Virus Relief Includes Tax Breaks and PPP Expense deduction

The relief bill that passed the House and Senate on Monday, December 21 includes help for small businesses, the jobless, and direct payments to most Americans. It also provides funding for vaccine distribution, food assistance, tax breaks, and money for education and child care.

Here are some highlights of specific provisions:

Help for Businesses

The aid package includes $284 billion for the Paycheck Protection Program that was created in the CARES Act. That program’s loans to firms with fewer than 500 employees can be fully forgiven if companies keep people on their payroll.

The legislation clarifies that business owners can write-off expenses paid for with forgiven PPP loans. The legislation would override an IRS decision that says business can’t claim deductions on costs, such as rent and wages, paid for with tax-free PPP money.

Direct Payments to Individuals

The bill provides $600 in one-time direct payments to individuals and $600 per child. The payments would be phased out for individuals over a certain income threshold. Payments could begin flowing quickly through the Internal Revenue Service.

Unemployment Insurance

Federal unemployment insurance benefits will be extended for 10 weeks through mid-March, with each week supplemented by a $300 payment, similar to the extra $600 supplement that expired at the end of July.

It includes people receiving state unemployment benefits as well as those receiving Pandemic Unemployment Assistance, the pandemic program that provided jobless benefits to those not traditionally eligible like gig workers and the self-employed.

Pandemic Emergency Unemployment Compensation, which provided up to 13 additional weeks of jobless benefits to those who had exhausted their regular state benefits, was extended as well.

Unemployment insurance recipients must pay income taxes on their jobless benefits. Many states don’t automatically withhold taxes when they distribute those payments, so recipients will owe those taxes when they file their tax returns next spring.

Tax Breaks

The legislation extends the Indian wage credit and the Indian depreciation rules for one year through 2021.

An expansion of the business meals deduction is included.

It also includes a renewal of the employee retention tax credit for businesses that keep workers on their payrolls.
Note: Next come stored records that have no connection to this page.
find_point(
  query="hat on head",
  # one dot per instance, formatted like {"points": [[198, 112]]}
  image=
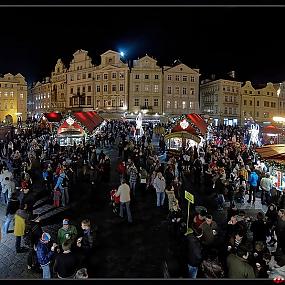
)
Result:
{"points": [[65, 222], [45, 237]]}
The break gives companies an additional incentive to keep people employed as many firms still face revenue downturns but have run out of PPP money or never qualified for it.

The package makes changes to the earned income tax credit and the child tax credit to make it available to people who lost wages or jobs during the pandemic, as well as an expanded Low Income Housing Tax Credit to boost construction of housing for low-wage families.

The legislation would make permanent an excise tax break for beer brewers, wine makers and distillers. In addition, other expiring tax credits, including some for mortgage interest premiums and tax credits to help businesses in low-income communities.

The package also extends tax credits for renewable energy projects, including wind and solar production.

Housing, Education, and Other Provisions

The measure contains emergency rental assistance, and it extends the CARES Act’s eviction moratorium until Jan. 31. Other key funding provisions include funds for virus testing, tracing and vaccine development and distribution, education funding, broadband, childcare providers support, funds for the U.S. Postal Service, and nutrition assistance.